なんとかご婦人のうちの一人の視線を捉え、聞いてみた。「順番を待っているのですか?」と。ご婦人は即刻、少しおおげさな感じで否定した。「では、次は私でいいんですね?」と念を押すと、「そう。今、作ってるのを待ってるだけだから」と彼女は答え、すぐにお仲間の方に向き直った。「あー、そうか、よかった」と安心したものの、いったい何を作ってもらっているのか、淡い疑問は残る。ここは靴屋のようだけど、ご主人は若い女性客の応対中で、他に何かを奥で作っているような気配も音もしないのだ。
そのうちに、若い男性の二人組がぶらりとやってきた。こういった靴屋(左半分の)にはあまり似合わないカジュアルないでたち。ご主人とは知り合いのようで何か言葉を交わしつつ、最初は待つそぶりを見せるものの、ご主人が忙しそうな様子だったので、また来るというようなことを言った。帰り際、ご主人が「あーどんぶり、持ってきて」だか「持っていって、、7つか8つ、、」みたいなことを伝え、若い男性は了解したというように答え、ともに3人は上を指さした。上、、、2階?それから、というのかその途中だったかもしれないが、やはり初老の男性が店に入るなり、「まだかな、、早かったか、、、」のようなこと呟きながら私の近くに腰掛けた。私のことは見えないかのように。で、ご主人はその間も仕事をしながら(女性客とのやり取りのこと)、「いや〜、やろうと思っていたんだけど、なんにも考えてないわ、、」と言い訳をした。訪問した男性は少し手厳しく「やろうと思ったって、もう午後になっちゃってるよ」と軽く批判気味。私には意味不明のそんな会話が飛び交う中、先の女性は帰り、私の番になった。途中、この引っ張りだこのご主人の携帯に電話が入り「あー、どんぶりね、はい。わかった。」と答えていた。

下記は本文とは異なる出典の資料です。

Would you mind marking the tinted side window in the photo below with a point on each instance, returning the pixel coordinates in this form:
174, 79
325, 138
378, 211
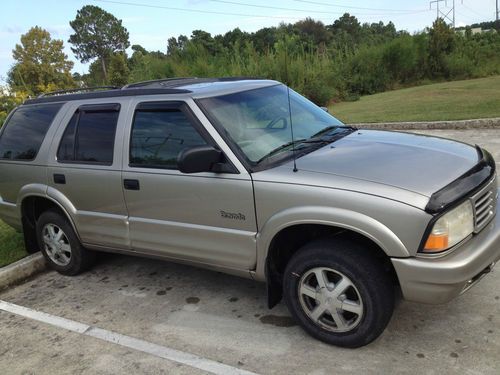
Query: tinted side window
159, 136
89, 137
25, 130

修理自体は無事に頼んだ。私が店を出る時も、入った時と同じテンションでご婦人方3名はふんだんな身振りで歓談中であった。
この小さな店一つの中で、いくつかの次元が存在していたようだった。新喜劇の舞台のような滞在10数分のできごとであった。
ちなみにご主人は私に今後の店の行く末について少し漏らしていた。方向性を店の右半分にシフトするらしいのだ。